The other piece of Americana out here at the edge of Brooklyn - right under the bridge that they are doing stupid stunts on in Saturday Night Fever, you know - is the diner. The closest diner is a weird mix which could exist nowhere else in the world.
It is a low, concrete building, with an ample parking lot in front. Still, most people walk here, this diner is for the locals. There's no traffic through this area, it's all people who live here or who come to visit their relatives. Here you meet all the cliches.
In the boot behind me, two men discuss what they will do if they get crossed, in heavy fake-russian accents. They loudly flirt with the waitress, in between describing their favourite weapons. With them is a woman with a blue wig and an old handbag. As they leave, my New York connection murmurs "bad actors. Really need to work more on that accent if they want to pass the audition. Not to mention their table manners."
The waitress they were flirting with is no little spring chicken. She banters with her guests, yells across the room, and calls everybody "love", "honey" or "darling". She wears white sneakers with the black skirt and vest that's the diner uniform, and a white towel, tucked into the belt of her skirt, trails her as she jogs by. The service is quick and efficient and definitely no-nonsense. And with the food you'll get her opinions on just about anything, just give her a moment of chance. It will also be freely shared with the rest of the people in the diner.

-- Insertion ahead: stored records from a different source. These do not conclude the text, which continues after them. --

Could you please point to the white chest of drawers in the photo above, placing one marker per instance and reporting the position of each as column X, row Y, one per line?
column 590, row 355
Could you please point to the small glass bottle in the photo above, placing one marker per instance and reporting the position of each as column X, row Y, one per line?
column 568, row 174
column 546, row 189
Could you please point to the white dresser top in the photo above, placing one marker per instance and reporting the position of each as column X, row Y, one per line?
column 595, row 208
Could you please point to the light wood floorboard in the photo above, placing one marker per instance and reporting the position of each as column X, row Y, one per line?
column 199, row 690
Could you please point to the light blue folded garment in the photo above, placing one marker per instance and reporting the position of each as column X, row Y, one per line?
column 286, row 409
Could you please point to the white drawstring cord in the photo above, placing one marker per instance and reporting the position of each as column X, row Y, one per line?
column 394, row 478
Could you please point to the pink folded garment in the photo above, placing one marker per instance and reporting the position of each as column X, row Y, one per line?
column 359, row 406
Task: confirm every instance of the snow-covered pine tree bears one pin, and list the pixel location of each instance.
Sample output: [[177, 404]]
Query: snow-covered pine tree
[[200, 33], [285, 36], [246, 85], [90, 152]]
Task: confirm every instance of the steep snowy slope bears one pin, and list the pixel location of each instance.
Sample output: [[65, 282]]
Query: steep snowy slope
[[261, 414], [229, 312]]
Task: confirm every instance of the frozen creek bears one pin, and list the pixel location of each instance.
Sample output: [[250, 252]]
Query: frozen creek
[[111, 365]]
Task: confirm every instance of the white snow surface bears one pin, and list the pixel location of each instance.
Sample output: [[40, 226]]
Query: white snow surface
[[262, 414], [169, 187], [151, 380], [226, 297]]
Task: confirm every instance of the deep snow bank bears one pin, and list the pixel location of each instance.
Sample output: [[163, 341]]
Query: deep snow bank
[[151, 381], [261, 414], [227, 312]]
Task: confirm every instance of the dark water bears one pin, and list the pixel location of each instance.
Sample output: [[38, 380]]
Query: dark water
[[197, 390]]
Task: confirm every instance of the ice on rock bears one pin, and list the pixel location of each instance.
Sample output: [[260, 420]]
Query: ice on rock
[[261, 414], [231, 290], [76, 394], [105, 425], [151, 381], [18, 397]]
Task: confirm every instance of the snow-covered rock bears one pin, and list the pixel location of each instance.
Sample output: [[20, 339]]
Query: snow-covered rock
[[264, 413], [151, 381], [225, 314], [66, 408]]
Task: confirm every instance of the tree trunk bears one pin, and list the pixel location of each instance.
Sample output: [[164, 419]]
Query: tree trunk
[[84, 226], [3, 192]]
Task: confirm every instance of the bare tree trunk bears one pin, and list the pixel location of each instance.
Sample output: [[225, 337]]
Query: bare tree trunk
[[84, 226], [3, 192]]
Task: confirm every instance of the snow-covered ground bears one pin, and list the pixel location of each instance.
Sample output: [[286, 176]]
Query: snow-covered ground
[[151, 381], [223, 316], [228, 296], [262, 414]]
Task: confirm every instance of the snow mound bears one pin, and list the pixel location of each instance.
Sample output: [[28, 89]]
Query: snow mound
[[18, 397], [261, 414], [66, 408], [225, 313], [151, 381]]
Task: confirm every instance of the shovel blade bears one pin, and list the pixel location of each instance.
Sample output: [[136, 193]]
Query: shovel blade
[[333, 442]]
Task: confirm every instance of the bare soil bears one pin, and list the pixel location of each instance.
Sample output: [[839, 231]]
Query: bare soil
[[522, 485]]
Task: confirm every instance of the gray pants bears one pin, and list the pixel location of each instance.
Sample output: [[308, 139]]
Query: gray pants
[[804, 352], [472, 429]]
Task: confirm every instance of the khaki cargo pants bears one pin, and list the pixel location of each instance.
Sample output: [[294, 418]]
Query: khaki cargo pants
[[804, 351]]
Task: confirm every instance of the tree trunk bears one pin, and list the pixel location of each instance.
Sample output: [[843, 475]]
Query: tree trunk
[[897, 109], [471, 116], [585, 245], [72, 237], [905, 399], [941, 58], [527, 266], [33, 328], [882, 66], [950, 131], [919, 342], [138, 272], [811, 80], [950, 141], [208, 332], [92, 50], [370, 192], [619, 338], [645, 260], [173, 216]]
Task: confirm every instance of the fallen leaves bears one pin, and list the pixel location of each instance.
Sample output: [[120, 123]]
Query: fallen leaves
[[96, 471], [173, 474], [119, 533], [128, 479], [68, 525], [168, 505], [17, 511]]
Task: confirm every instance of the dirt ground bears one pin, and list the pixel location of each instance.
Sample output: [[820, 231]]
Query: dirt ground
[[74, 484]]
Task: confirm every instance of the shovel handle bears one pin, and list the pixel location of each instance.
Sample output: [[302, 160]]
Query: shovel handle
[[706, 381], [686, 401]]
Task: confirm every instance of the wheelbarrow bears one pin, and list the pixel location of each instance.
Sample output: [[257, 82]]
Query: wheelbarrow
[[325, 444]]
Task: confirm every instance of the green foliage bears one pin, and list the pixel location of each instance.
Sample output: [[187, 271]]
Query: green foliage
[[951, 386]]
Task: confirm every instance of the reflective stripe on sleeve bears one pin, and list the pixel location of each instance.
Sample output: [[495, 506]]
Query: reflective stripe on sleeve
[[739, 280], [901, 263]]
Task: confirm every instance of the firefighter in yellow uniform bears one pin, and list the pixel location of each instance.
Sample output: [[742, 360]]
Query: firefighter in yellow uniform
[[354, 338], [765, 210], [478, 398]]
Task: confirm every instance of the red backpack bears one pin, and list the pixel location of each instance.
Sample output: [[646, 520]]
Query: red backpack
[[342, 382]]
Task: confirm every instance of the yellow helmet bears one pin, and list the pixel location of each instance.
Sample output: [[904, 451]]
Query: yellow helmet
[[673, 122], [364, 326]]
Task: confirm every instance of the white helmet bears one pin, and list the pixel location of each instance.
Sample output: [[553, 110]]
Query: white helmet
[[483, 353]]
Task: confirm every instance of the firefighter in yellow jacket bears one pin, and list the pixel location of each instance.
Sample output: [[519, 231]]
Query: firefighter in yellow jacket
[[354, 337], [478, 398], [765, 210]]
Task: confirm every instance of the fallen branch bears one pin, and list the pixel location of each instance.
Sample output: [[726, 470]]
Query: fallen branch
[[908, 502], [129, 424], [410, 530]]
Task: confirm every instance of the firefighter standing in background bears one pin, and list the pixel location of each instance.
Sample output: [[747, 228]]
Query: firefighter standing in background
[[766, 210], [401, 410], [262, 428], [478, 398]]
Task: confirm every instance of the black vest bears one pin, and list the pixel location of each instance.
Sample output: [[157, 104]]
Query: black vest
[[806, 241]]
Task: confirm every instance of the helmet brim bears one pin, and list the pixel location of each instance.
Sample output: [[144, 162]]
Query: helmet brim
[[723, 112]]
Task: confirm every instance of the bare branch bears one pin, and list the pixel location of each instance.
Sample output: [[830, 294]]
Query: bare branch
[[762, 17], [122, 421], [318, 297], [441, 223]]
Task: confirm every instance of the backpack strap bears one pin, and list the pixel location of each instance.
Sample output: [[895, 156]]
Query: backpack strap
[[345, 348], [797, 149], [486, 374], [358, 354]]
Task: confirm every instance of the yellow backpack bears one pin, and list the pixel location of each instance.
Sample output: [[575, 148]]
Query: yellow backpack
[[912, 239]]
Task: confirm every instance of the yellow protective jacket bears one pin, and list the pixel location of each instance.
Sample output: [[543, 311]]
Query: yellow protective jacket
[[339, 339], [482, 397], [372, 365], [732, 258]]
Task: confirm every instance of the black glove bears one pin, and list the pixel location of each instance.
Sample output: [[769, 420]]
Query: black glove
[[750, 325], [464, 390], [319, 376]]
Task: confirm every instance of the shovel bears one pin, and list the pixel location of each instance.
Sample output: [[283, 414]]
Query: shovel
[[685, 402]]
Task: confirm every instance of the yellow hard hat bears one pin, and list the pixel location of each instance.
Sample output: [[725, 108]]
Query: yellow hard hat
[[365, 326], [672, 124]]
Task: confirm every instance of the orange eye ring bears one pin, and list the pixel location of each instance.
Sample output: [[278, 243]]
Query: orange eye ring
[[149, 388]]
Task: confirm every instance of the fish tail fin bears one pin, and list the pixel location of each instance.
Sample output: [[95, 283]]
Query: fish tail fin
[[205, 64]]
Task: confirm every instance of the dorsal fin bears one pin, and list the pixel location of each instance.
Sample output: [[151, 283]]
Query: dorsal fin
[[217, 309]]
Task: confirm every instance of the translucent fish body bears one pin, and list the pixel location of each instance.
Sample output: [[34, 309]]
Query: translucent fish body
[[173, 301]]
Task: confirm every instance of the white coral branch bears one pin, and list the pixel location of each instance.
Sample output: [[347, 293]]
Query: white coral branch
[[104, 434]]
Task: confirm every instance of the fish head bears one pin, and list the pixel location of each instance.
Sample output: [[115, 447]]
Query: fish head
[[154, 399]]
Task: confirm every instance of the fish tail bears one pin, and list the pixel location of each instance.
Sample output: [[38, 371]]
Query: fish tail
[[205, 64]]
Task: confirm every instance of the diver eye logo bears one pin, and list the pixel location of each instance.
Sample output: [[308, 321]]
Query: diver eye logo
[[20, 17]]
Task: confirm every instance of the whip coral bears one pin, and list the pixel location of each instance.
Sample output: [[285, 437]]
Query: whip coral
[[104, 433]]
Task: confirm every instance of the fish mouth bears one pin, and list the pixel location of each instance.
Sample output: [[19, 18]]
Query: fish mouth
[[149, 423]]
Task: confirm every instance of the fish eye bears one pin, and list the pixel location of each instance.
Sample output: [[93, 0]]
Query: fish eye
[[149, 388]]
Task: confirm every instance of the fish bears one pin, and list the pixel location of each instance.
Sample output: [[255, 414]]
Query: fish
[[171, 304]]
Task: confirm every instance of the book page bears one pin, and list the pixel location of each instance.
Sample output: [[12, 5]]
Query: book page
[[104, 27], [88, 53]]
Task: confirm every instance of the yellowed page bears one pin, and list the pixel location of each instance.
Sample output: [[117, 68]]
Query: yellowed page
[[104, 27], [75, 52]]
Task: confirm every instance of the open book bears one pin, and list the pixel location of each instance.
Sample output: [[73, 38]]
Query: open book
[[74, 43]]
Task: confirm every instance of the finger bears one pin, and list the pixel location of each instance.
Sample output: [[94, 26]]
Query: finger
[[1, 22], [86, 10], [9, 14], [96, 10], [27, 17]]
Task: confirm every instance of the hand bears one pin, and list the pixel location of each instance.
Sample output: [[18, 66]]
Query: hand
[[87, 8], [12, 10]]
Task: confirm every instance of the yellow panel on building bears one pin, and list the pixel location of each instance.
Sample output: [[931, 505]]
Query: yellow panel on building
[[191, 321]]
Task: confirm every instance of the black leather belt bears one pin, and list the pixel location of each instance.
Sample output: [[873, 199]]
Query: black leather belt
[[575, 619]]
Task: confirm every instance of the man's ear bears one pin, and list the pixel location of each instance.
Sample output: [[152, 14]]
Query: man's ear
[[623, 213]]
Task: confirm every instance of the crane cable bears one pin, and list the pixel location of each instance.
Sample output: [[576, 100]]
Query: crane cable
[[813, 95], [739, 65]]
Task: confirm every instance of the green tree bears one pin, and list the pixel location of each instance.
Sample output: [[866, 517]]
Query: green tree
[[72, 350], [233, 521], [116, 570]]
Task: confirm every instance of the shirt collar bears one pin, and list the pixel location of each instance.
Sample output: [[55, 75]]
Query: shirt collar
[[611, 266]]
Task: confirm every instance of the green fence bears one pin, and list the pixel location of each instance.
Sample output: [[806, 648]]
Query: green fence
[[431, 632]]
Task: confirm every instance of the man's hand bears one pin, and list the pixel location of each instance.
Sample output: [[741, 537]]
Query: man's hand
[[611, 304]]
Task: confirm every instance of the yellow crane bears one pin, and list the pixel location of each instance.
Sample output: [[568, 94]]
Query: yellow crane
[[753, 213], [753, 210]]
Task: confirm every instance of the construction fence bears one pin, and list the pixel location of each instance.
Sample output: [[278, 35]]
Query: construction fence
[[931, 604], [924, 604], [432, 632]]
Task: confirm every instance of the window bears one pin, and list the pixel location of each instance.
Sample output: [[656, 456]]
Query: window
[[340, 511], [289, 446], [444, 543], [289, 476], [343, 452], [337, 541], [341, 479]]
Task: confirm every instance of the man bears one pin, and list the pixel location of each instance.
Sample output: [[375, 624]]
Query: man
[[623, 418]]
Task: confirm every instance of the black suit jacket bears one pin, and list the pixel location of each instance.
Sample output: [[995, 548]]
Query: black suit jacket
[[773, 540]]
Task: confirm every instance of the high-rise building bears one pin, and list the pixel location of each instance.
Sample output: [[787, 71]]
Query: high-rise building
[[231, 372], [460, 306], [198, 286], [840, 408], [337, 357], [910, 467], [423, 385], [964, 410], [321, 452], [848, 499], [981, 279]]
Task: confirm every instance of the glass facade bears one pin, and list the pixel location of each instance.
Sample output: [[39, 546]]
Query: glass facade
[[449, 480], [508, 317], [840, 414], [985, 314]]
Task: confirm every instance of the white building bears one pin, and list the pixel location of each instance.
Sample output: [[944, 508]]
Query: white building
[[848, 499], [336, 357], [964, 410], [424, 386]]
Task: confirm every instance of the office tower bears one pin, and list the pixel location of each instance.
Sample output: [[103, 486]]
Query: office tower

Not that the guests are a private lot. In five minutes after the wannabe russian mafia has moved out, we learn all details about an aunt's chemotherapy and the relatives coming over from Manhattan for dinner, tonight. And where is a good restaurant? My New York connection joins into the common sharing of local restaurant lore, and suggests my favourite restaurant. 30 seconds later three waitresses are trying to lower their voices while they explain to the lady that THAT restaurant is just too... Well, you should have seen what they do... how they behave... so stuffy... and the food is just odd...
We quickly learn the names of all the waitresses, as they are yelled across the room. Only the one male waiter is somehow outside of this. He is serving in the table section, not the boots. He moves quietly and quickly back and forth, silenced perhaps, by the massive - in all ways - femininity ruling the booths.
The diner isn't bad. The food is OK, and the servings are good for at least two meals. The cakes are huge and overdone, and the desserts are a punishment, not a treat - unless you share them with eight. They have a cocktail lounge, which means mainly that you can get all kinds of cocktails. This is where I had my first Long Island Ice Tea. It was served with a snicker, and I am never doing it again. If you don't know what a Long Island Ice Tea is - well, let's just say, it's an experience.
This may sound like a nightmarish experience, but it isn't, it's just really different. I think the reason why I like it is the people who come here, and the way they are received. Old ladies who can hardly hear are treated with the same offhand manners as their yuppie grandsons. Pretty student girls bend quietly ignored over their books in the corner boot, while kids going trick or treat are taken in, treated, have their costumes discussed and then are sent off again with tips to where they should go. It is an institution, abrasive and brash, yes, but also alive, vigorous and in synch with the people who live here and use it. And despite its fake stained-glass decorations, complete with clashing music selections at each booth, it could only exist here. I do think it's a place outside of time though. I have seen it in movies for 80 years.